Nathaniel Williams (University of California - Davis)
ntlw@****.com (Log-in to reveal)
Percival Everett’s Pulitzer Prize-winning novel James (2024) is part of a long tradition of writers creatively adapting and critiquing the work of Mark Twain. For this session, we welcome papers considering the larger theme of Mark Twain and adaptation, including but not limited to Everett’s recent landmark work. How has Twain’s writing inspired subsequent literature that creatively transforms and appropriates his characters, settings, and/or themes? How and why did Twain often conceptualize his writings as palimpsests, repurposing earlier writers' ideas? As writers borrow elements from Twain’s writings, whether as explicitly as Everett or more subtly, what parts of his career, his aesthetics, and the social concerns of his era (and ours) come into greater focus?

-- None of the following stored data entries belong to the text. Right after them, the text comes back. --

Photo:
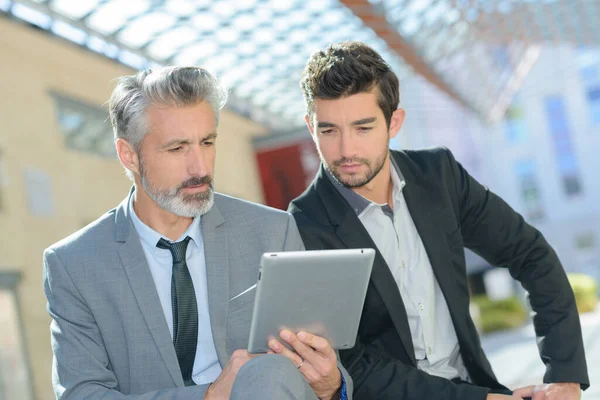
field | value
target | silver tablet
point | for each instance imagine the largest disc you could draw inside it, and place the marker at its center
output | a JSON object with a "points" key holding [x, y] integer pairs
{"points": [[321, 292]]}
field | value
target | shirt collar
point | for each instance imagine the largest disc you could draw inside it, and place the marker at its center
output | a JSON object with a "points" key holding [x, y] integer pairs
{"points": [[150, 237], [360, 203]]}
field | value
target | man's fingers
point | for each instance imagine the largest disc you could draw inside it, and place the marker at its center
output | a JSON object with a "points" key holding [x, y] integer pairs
{"points": [[303, 350], [316, 342], [526, 391], [279, 348]]}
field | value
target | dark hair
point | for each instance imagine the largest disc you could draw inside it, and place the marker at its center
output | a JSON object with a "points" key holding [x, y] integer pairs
{"points": [[348, 68]]}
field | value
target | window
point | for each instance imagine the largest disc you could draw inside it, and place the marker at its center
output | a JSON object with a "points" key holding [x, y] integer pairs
{"points": [[529, 189], [515, 125], [84, 126], [14, 369], [590, 76], [561, 136], [3, 180]]}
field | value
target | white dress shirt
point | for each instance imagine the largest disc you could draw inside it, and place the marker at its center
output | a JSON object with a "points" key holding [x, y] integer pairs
{"points": [[206, 365], [434, 339]]}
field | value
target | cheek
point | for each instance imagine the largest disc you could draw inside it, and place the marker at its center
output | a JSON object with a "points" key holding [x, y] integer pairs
{"points": [[166, 172], [328, 148]]}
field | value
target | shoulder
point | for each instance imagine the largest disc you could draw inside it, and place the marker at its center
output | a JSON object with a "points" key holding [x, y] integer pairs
{"points": [[91, 241], [423, 160]]}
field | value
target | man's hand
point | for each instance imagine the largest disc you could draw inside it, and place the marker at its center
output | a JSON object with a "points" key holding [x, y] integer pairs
{"points": [[315, 359], [552, 391], [221, 388]]}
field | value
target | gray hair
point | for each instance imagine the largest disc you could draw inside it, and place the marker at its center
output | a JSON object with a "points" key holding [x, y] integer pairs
{"points": [[168, 86]]}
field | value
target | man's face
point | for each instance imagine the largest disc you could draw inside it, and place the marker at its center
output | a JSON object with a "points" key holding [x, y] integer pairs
{"points": [[352, 137], [177, 158]]}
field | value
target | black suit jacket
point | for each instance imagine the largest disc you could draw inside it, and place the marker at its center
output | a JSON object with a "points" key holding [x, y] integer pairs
{"points": [[451, 210]]}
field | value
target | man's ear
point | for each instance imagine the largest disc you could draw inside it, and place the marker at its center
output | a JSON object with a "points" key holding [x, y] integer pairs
{"points": [[309, 125], [127, 155], [396, 121]]}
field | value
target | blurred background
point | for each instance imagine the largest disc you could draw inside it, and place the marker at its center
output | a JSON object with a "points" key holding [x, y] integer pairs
{"points": [[512, 87]]}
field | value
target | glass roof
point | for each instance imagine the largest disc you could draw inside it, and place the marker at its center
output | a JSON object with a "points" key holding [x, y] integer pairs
{"points": [[478, 51], [257, 48]]}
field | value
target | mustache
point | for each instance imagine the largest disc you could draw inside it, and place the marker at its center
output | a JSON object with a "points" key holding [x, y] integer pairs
{"points": [[196, 181], [345, 160]]}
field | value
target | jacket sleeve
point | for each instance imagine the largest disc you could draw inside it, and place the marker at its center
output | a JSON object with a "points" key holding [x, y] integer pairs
{"points": [[493, 230], [81, 368]]}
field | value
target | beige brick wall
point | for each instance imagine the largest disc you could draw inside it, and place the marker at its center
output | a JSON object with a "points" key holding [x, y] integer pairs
{"points": [[83, 186]]}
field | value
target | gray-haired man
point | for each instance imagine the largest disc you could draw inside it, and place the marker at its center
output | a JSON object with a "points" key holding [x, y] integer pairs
{"points": [[150, 301]]}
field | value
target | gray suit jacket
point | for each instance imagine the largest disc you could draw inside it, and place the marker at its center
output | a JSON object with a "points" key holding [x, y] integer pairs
{"points": [[109, 335]]}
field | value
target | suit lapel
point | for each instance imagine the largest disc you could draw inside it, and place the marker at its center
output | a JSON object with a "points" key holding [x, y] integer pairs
{"points": [[143, 287], [215, 240], [354, 235]]}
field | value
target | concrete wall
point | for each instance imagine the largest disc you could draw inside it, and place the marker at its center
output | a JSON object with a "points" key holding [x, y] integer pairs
{"points": [[82, 186]]}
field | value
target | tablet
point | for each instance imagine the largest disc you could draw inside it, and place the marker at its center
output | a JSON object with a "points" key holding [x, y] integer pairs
{"points": [[321, 292]]}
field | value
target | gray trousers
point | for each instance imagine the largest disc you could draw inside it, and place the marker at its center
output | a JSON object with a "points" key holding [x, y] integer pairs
{"points": [[271, 377]]}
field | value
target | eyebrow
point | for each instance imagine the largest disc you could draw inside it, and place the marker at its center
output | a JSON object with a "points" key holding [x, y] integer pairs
{"points": [[181, 141], [363, 121]]}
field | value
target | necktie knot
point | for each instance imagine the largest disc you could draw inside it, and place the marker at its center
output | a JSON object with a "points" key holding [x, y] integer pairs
{"points": [[177, 249]]}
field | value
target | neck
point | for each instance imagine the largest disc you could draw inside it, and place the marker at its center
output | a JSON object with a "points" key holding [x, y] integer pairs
{"points": [[164, 222], [379, 189]]}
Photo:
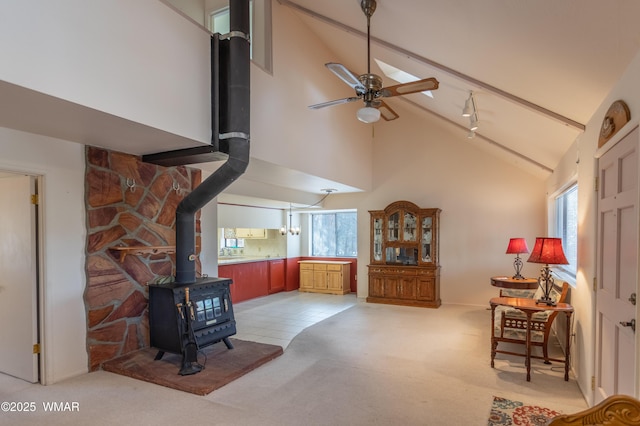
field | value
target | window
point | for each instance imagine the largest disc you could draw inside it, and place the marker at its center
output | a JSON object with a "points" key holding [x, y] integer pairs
{"points": [[566, 223], [334, 234], [260, 30]]}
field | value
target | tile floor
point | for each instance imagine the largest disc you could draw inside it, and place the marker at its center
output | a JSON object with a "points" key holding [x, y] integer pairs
{"points": [[276, 319]]}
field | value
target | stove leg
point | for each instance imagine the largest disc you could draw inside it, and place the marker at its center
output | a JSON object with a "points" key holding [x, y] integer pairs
{"points": [[228, 343]]}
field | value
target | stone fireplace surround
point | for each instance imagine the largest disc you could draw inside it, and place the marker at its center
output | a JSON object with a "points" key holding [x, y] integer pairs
{"points": [[128, 203]]}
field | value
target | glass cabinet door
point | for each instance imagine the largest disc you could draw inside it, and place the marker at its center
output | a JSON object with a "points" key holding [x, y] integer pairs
{"points": [[409, 229], [394, 227], [377, 239], [427, 239]]}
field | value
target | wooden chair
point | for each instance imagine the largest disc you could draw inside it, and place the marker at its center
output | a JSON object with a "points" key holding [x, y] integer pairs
{"points": [[511, 324], [617, 410]]}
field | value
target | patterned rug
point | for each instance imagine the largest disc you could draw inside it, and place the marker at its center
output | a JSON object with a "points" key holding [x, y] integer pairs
{"points": [[507, 412]]}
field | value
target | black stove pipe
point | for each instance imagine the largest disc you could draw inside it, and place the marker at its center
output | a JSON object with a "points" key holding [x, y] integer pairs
{"points": [[233, 107]]}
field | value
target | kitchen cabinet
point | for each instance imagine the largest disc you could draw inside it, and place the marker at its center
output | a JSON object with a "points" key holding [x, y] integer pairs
{"points": [[324, 276], [404, 268], [276, 275], [249, 233]]}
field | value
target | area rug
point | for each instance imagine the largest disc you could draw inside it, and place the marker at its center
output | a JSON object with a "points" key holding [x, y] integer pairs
{"points": [[507, 412], [222, 365]]}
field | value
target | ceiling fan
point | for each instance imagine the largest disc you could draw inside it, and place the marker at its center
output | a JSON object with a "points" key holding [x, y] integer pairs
{"points": [[368, 86]]}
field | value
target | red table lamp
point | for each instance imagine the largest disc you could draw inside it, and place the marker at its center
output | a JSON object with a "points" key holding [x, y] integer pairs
{"points": [[548, 251], [517, 246]]}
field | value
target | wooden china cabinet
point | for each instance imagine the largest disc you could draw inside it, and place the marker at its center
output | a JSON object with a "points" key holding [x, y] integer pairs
{"points": [[404, 268]]}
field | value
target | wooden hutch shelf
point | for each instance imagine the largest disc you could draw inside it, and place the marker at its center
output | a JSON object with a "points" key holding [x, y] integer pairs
{"points": [[404, 267]]}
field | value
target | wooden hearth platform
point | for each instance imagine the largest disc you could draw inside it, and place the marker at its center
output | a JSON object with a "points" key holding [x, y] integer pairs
{"points": [[222, 365]]}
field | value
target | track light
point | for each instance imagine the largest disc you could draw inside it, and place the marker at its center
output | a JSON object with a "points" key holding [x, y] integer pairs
{"points": [[470, 111], [468, 106]]}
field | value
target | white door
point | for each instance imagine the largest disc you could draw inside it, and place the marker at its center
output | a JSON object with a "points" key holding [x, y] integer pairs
{"points": [[617, 268], [18, 278]]}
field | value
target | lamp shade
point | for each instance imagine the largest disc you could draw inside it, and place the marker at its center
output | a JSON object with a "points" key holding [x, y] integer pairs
{"points": [[549, 251], [517, 246]]}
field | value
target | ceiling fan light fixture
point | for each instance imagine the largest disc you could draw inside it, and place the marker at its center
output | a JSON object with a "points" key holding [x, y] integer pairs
{"points": [[474, 124], [468, 108], [368, 114]]}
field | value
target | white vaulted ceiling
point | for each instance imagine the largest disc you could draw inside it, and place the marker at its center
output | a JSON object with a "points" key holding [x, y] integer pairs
{"points": [[538, 69]]}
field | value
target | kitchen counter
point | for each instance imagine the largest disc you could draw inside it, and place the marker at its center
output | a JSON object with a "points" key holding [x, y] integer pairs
{"points": [[232, 260]]}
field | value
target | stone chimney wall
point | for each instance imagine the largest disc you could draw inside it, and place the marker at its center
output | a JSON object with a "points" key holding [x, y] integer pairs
{"points": [[128, 203]]}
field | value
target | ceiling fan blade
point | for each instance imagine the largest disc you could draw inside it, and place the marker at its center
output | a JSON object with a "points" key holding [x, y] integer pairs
{"points": [[412, 87], [347, 76], [386, 112], [336, 102]]}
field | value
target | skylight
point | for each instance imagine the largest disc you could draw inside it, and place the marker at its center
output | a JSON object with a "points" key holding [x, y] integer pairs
{"points": [[399, 75]]}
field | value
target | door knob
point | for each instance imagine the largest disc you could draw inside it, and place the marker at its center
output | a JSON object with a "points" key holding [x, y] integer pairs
{"points": [[631, 324]]}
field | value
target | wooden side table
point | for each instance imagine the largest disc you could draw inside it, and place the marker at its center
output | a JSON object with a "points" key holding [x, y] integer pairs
{"points": [[508, 282], [529, 307]]}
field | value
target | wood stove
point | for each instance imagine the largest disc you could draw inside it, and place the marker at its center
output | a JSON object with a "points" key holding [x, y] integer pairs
{"points": [[184, 318]]}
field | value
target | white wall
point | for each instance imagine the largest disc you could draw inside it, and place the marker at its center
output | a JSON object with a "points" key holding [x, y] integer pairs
{"points": [[330, 142], [484, 202], [137, 60], [585, 149], [61, 164]]}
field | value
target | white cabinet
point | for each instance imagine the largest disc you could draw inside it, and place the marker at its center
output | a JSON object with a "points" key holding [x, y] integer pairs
{"points": [[251, 233]]}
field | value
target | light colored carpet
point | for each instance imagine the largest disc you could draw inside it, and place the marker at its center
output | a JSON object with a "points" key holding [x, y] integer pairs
{"points": [[368, 365]]}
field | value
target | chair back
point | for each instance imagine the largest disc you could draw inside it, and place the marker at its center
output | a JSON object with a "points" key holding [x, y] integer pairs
{"points": [[620, 410]]}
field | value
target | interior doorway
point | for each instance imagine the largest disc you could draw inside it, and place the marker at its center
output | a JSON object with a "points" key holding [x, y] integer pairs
{"points": [[617, 264], [20, 257]]}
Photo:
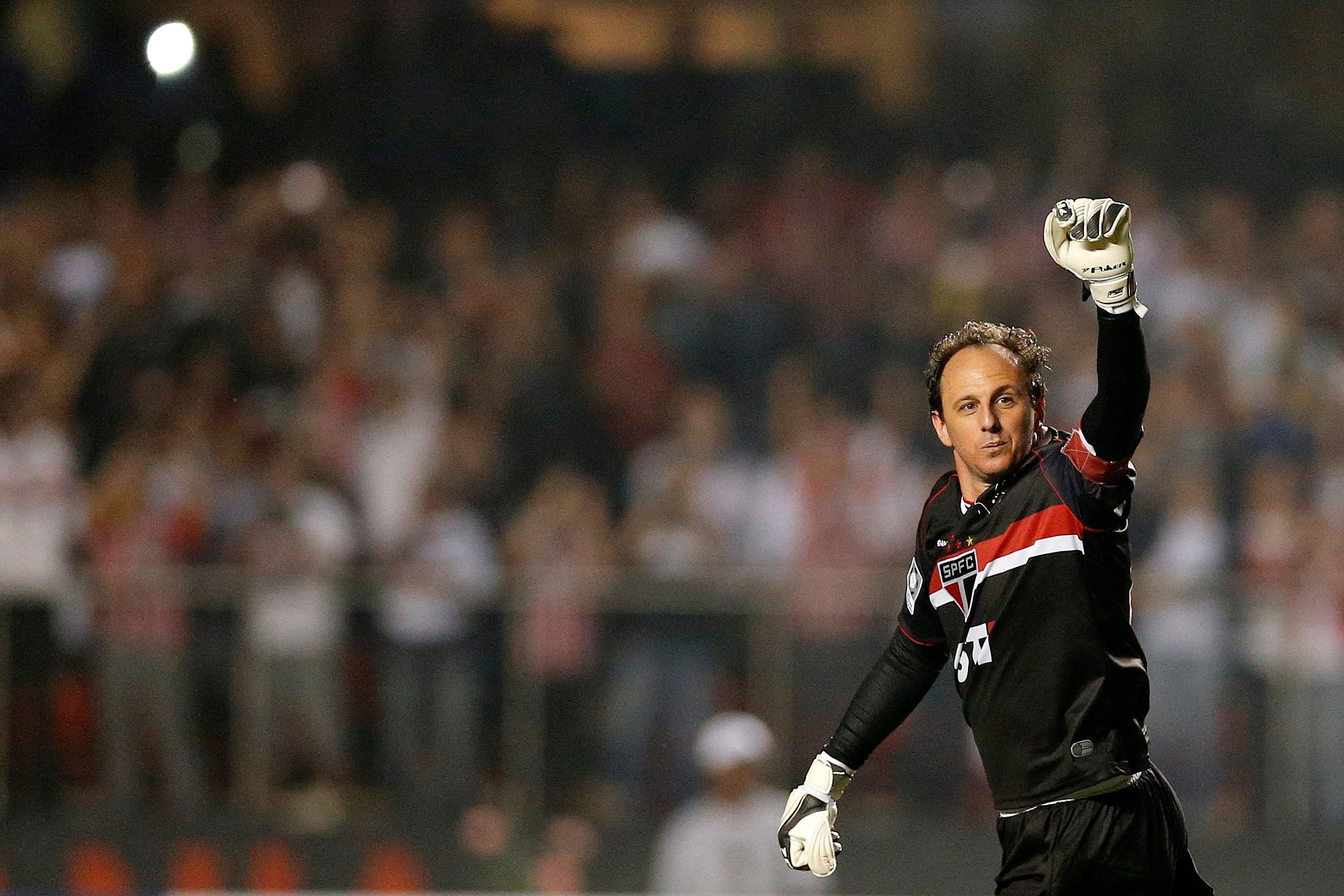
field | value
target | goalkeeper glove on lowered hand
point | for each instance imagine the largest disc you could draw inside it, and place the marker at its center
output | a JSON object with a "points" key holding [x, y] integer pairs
{"points": [[1090, 239], [807, 832]]}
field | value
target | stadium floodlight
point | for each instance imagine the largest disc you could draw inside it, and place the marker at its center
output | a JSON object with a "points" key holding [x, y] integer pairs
{"points": [[171, 49]]}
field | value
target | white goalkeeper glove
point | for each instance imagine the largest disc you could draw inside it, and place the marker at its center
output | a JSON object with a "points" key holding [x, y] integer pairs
{"points": [[807, 835], [1090, 239]]}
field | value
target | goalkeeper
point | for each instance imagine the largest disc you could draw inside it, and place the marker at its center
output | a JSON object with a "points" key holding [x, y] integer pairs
{"points": [[1022, 576]]}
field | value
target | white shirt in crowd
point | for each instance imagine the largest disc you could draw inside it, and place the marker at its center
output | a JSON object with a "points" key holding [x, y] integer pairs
{"points": [[710, 845], [37, 510], [395, 456], [456, 566]]}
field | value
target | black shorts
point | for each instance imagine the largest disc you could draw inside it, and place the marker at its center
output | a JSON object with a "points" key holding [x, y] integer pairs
{"points": [[1131, 843]]}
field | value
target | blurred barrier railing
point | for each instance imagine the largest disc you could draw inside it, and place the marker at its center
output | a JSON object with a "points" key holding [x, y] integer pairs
{"points": [[551, 632]]}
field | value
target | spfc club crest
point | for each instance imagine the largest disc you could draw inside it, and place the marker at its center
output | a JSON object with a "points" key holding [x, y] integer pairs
{"points": [[957, 581]]}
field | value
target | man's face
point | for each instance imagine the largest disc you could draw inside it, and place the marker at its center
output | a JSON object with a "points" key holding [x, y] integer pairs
{"points": [[988, 418]]}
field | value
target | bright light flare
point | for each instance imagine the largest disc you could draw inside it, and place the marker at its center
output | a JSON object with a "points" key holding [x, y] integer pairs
{"points": [[171, 49]]}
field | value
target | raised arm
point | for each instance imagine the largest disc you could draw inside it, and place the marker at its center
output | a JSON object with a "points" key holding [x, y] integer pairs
{"points": [[1115, 421]]}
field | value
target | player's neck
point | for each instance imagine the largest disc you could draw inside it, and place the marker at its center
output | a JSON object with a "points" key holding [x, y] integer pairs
{"points": [[972, 487]]}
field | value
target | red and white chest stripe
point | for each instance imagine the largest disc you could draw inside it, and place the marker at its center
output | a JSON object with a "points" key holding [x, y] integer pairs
{"points": [[1051, 531]]}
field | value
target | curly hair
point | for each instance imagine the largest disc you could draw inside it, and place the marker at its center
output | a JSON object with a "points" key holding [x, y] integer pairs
{"points": [[1031, 357]]}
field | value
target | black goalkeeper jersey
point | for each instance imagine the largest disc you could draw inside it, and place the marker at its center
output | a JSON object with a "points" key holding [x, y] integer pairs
{"points": [[1027, 592]]}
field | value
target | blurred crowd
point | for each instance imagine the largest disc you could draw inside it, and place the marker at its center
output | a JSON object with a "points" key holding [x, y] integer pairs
{"points": [[384, 468]]}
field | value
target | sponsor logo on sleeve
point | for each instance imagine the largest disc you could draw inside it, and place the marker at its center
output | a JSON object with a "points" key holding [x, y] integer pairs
{"points": [[973, 650], [913, 584]]}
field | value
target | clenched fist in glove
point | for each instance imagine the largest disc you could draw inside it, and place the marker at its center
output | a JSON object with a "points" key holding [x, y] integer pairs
{"points": [[1090, 239], [807, 835]]}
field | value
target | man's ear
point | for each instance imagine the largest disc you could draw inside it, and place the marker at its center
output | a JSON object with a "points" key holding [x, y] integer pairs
{"points": [[940, 428]]}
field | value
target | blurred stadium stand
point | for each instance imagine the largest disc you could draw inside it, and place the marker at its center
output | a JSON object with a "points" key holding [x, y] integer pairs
{"points": [[417, 417]]}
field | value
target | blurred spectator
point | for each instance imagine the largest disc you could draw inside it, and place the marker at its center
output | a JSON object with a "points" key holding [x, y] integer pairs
{"points": [[686, 521], [630, 373], [1182, 617], [289, 684], [430, 694], [136, 550], [725, 841], [39, 499], [811, 518], [561, 558], [395, 455]]}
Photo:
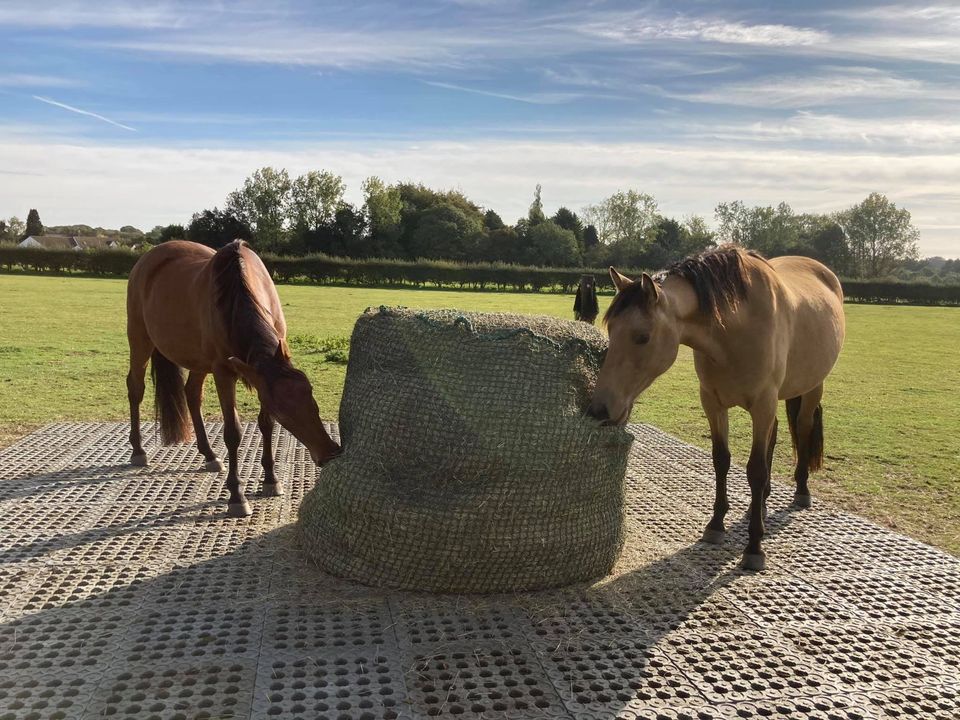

The Mark Twain Circle particularly welcomes graduate students and early career scholars for this panel, although proposals from all levels of scholars are welcome.
Topics could include:
· Everett's James and Twain
· Twain’s characters (be it Jim, Huck, or any other) repurposed in other writers’ fiction or media
· Twain himself repurposed in other fiction or media
· Authors alluding to Twain’s work in their own fiction, overtly or covertly
· Authors adapting Twain’s travel writing, journalism, jeremiads, or other non-fiction writing
· Musical adaptations, including the play Big River, Rush’s “Tom Sawyer”, or 2011’s Tom Sawyer: A Ballet in Three Acts
· Twain’s creative use/misuse of other works (Mallory’s Morte D’Arthur, Mary Baker Eddy’s spiritual writings, various genres and burlesques, et al.)